I haven’t really looked at the performance in Windows. A few questions
here might allow me to fix this problem. Are you using the Index class
or the IndexWriter class? What parameters are you passing to the
indexer? I’ll see what I can do but I can’t promise anything.
I’m using IndexWriter.add_document(doc)
For the purposes of the timing comparison, I’m using an empty directory,
and passing :create => true and a :field_infos hash which details
certain fields which indexes but not stored, or vice versa.
it shouldn’t be slower for bulk updates.
I hope I haven’t misused “bulk”
Actually, looking at your times, it seems like you may not
have the optimal settings for indexing as even 297 seconds seems
like a long time to index 35,000 documents although it depends on the
documents and where they are coming from. If you give me a little more
information I may be able to help you speed this up.
Thanks Dave.

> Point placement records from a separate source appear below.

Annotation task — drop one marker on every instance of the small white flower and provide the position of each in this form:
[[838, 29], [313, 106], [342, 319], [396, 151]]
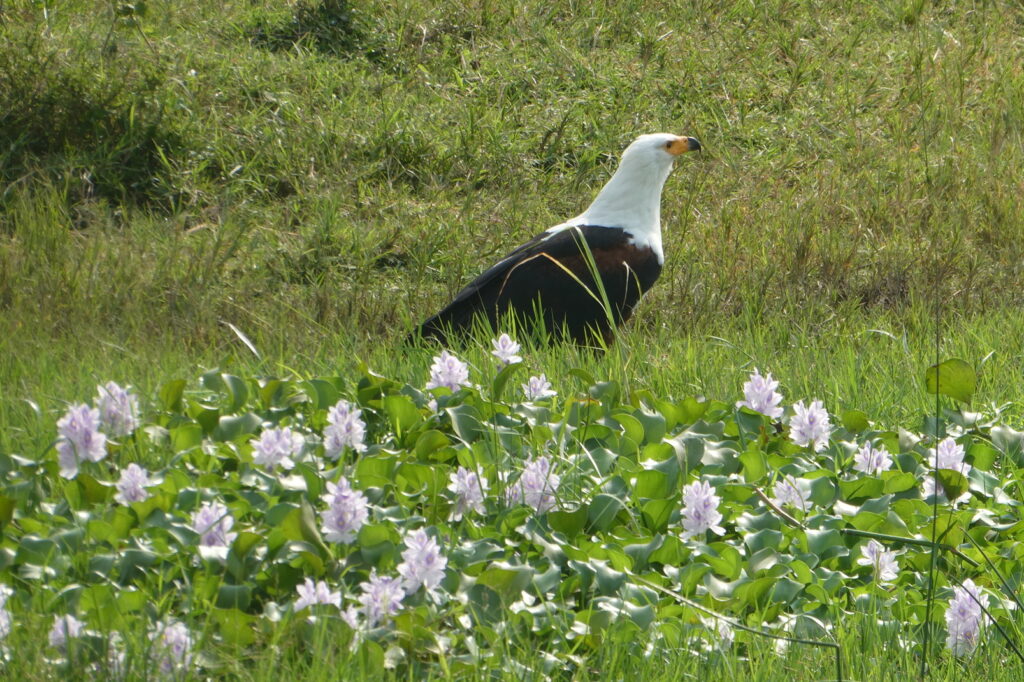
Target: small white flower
[[131, 486], [871, 460], [469, 489], [875, 554], [5, 620], [381, 598], [760, 395], [118, 410], [506, 349], [65, 628], [422, 562], [172, 647], [315, 593], [347, 512], [213, 522], [80, 439], [788, 492], [964, 619], [276, 448], [449, 371], [809, 426], [536, 487], [700, 510], [538, 388], [345, 429]]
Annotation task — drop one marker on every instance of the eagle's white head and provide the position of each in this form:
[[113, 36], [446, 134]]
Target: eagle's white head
[[632, 199]]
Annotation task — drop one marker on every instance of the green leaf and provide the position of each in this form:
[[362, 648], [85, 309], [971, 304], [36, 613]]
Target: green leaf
[[859, 488], [854, 421], [953, 378], [755, 465], [603, 510], [953, 482], [232, 428], [568, 522], [402, 413], [170, 394]]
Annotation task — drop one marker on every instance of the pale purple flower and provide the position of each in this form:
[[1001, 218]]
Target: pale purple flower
[[700, 510], [722, 631], [947, 455], [65, 628], [506, 349], [538, 388], [315, 593], [345, 429], [131, 485], [381, 598], [964, 619], [5, 620], [882, 560], [172, 647], [347, 511], [276, 448], [449, 371], [809, 426], [871, 460], [213, 522], [118, 410], [537, 485], [422, 562], [760, 395], [788, 492], [469, 489], [80, 438]]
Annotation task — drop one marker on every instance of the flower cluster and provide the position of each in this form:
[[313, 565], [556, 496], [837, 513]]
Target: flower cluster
[[172, 647], [450, 372], [347, 511], [118, 410], [345, 429], [809, 426], [947, 455], [538, 388], [131, 486], [760, 395], [882, 560], [422, 562], [788, 492], [537, 485], [381, 598], [276, 448], [80, 439], [469, 489], [5, 594], [213, 522], [505, 350], [964, 619], [871, 460], [700, 510]]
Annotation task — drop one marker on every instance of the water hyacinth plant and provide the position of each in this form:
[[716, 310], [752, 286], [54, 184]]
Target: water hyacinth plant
[[393, 511]]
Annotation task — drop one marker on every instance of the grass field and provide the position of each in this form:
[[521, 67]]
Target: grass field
[[320, 175]]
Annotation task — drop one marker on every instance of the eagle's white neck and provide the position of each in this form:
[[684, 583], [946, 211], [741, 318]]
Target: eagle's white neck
[[632, 200]]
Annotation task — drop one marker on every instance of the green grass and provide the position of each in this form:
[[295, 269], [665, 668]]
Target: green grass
[[323, 176]]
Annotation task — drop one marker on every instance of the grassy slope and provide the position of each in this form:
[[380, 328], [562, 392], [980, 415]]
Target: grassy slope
[[860, 163]]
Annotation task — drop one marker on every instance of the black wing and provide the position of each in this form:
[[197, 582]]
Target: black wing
[[549, 280]]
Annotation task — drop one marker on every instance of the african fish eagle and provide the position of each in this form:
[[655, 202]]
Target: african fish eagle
[[550, 279]]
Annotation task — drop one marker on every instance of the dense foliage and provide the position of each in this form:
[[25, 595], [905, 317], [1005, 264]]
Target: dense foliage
[[433, 528]]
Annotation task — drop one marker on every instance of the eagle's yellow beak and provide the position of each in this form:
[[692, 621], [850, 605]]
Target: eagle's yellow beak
[[682, 144]]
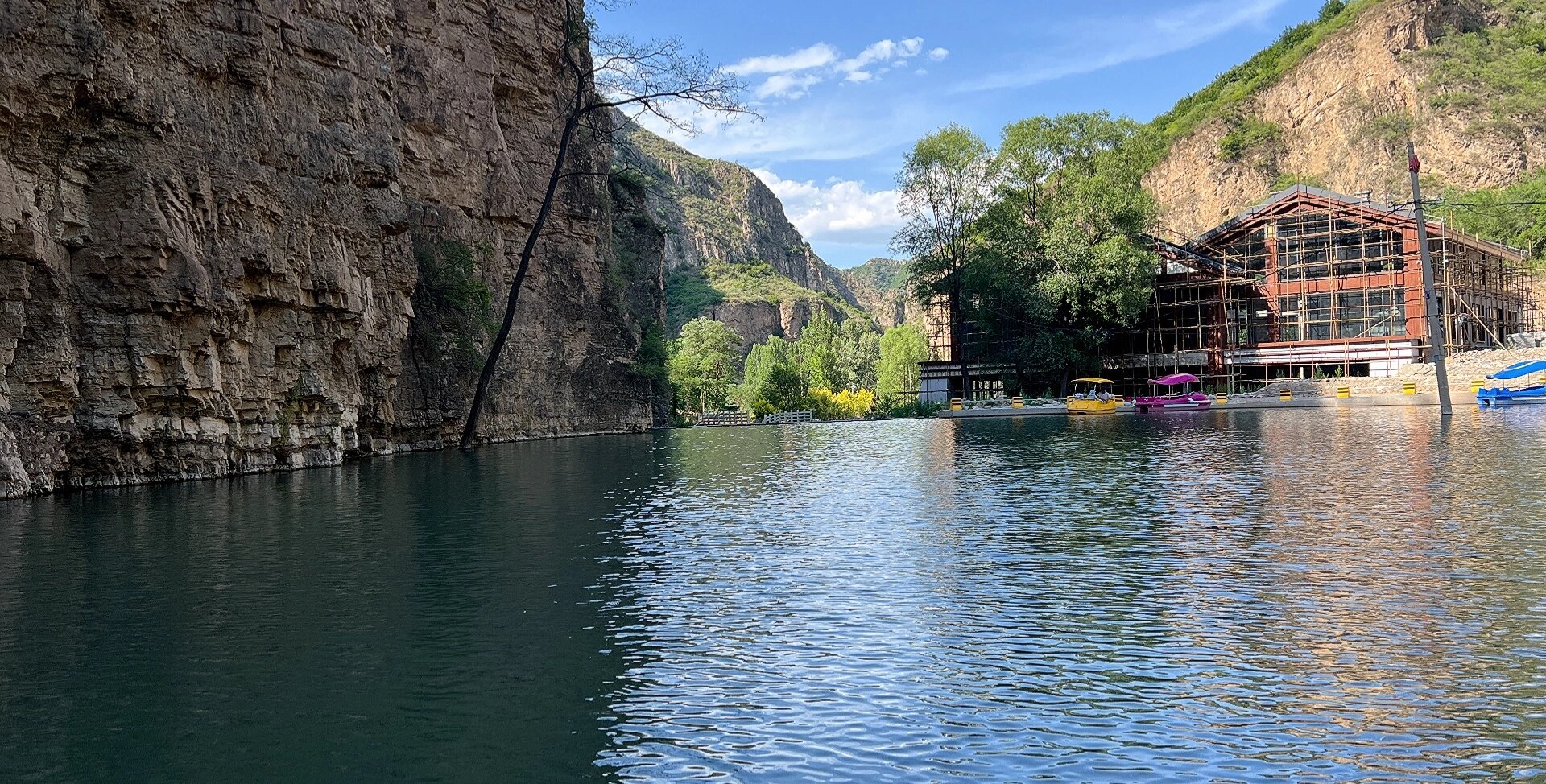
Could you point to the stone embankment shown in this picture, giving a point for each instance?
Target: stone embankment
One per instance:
(1461, 370)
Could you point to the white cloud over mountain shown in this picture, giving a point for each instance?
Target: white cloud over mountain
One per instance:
(838, 211)
(1102, 43)
(791, 76)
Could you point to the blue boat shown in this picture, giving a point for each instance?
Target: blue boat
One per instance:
(1495, 396)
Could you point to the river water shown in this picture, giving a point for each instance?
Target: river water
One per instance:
(1251, 596)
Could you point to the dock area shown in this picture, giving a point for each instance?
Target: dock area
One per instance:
(1243, 402)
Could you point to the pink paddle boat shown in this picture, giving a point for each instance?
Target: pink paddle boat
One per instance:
(1179, 401)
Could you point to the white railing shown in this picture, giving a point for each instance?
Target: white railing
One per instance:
(789, 418)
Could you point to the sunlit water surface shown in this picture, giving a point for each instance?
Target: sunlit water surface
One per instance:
(1277, 596)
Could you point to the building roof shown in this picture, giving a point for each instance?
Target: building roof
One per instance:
(1295, 194)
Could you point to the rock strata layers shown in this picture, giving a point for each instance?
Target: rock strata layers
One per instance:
(252, 235)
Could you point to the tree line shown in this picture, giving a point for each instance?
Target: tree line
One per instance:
(1038, 246)
(837, 370)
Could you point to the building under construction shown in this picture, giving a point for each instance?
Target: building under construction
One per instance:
(1317, 283)
(1307, 283)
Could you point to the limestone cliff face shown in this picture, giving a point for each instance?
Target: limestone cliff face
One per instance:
(721, 223)
(882, 290)
(1341, 112)
(215, 221)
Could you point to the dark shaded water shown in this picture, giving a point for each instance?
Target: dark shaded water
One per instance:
(1297, 596)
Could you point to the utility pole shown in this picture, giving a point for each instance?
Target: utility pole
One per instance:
(1435, 320)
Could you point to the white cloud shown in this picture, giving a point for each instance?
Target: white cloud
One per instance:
(786, 85)
(795, 73)
(1129, 39)
(779, 64)
(880, 52)
(837, 213)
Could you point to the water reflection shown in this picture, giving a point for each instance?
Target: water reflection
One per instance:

I’m generating the index for rows from a SQL database and
in general I’m ok with the 297 secs for 35,000 docs, but a 3x hit does
hurt somewhat, particularly for larger SQL databases.
The logic goes something like this:
Create new ferret index
Connect to SQL dbms
For t in table[1…n] do
For row in resultset do
Each row retrieved from the SQL dbms is a hash of up to 30 fields, and
some fields are longish text [3000chars].
For a baseline, if I comment out the IndexWriter.add_document(row) then
the SQL part of the process only takes around 12 secs, so most of the
work is done by add_document I think.
Thanks for your help,